Free Economic Analysis Paper Essay Sample
On October 20 2010, the Chancellor of the Exchequer (Finance Secretary) of the United Kingdom outlined the government budget in a speech in Parliament. He dwelled on mainly two principles of economics: the causal relationship between our choices today and their consequences years from today and the fact that any choices we make involve opportunity costs. The speech was reported most accurately by The Economist, a premier newspaper published in the United Kingdom.
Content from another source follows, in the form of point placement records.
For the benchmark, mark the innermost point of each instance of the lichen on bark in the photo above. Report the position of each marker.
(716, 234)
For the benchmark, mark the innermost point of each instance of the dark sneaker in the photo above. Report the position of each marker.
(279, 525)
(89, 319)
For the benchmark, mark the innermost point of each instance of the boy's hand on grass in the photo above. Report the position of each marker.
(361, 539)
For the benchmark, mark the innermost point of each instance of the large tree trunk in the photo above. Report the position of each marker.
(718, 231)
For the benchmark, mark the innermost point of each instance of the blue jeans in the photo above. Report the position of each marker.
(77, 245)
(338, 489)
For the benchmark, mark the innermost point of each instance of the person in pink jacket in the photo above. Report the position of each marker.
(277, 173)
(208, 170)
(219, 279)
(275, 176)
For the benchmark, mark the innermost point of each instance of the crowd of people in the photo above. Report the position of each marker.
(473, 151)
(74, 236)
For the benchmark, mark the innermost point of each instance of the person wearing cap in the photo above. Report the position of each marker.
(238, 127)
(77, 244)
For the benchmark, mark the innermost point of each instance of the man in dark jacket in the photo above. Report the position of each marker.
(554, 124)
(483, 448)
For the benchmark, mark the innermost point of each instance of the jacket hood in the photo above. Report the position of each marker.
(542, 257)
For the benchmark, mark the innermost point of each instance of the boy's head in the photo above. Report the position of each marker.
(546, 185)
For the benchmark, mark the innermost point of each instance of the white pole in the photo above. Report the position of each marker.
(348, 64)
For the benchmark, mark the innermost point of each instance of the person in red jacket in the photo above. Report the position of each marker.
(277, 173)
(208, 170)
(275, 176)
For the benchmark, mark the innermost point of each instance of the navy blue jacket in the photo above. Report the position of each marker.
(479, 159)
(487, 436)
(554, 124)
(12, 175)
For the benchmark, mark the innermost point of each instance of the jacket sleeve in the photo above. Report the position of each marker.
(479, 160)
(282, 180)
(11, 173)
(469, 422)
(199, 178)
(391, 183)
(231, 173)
Mr. George Osborne's main thrust was budget cut of $137billion over the next four years. He explained in his speech the need to accumulate "savings" in the reduction of welfare and defense budgets. Mr. Osborne however reduced cuts in the defense budget because that would leave the UK unable to assert herself on the global scene were huge cuts to limit its capability to project power. Clearly, the benefit of such a choice lies in the future.
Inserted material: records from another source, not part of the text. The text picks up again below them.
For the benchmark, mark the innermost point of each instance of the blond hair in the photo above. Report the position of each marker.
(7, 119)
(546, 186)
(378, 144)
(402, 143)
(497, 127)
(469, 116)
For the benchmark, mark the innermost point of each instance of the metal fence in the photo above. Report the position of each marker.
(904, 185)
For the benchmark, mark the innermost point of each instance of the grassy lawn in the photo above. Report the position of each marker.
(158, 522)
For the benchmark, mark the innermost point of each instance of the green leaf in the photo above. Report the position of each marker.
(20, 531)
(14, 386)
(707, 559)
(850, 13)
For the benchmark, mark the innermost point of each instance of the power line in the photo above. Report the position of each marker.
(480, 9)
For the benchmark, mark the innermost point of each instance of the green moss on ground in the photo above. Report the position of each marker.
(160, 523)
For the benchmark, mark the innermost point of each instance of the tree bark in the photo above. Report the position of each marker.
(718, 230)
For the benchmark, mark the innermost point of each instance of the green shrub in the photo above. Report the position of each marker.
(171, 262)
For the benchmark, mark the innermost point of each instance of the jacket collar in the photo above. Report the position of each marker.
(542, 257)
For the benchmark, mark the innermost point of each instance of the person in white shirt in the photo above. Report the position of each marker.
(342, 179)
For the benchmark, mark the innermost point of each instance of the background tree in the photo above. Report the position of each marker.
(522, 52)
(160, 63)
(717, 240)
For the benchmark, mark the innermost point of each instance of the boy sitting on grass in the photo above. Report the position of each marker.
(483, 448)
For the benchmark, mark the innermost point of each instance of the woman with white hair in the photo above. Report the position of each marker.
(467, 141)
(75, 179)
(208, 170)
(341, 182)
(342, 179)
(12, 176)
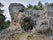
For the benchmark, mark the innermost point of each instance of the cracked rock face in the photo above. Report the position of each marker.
(14, 9)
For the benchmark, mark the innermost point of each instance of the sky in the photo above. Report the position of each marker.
(6, 4)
Mr. Osborne outlined what he called 'doing more with less'. However, the opportunity cost in all these cuts announced remain in the areas of implementing preventive justice due to the low budget allocated the Ministry of Justice, for instance.
Through the Chancellor's speech, we learn of a Britain that seeks a leaner government, ready to shed off the burden placed on it when it committed itself to a bloated civil service and a costly welfare system considered a safety net for endowed pensioners in the previous government. However, the government's austerity measures may not wait for long without bringing out their consequences in the open. The opportunity cost here is almost one million civil servants who will be redundant as a direct result.
The United Kingdom has made hard and expensive choices in slashing government budgetary allocations in the areas of welfare, defense and in the civil service. The action by the Chancellor of the Exchequer, Mr. George Osborne has brought into the open the consequences as well as the opportunity cost. Cutting the coat according to your size is alright, but it has its drawbacks, as the Chancellor outlined in his speech.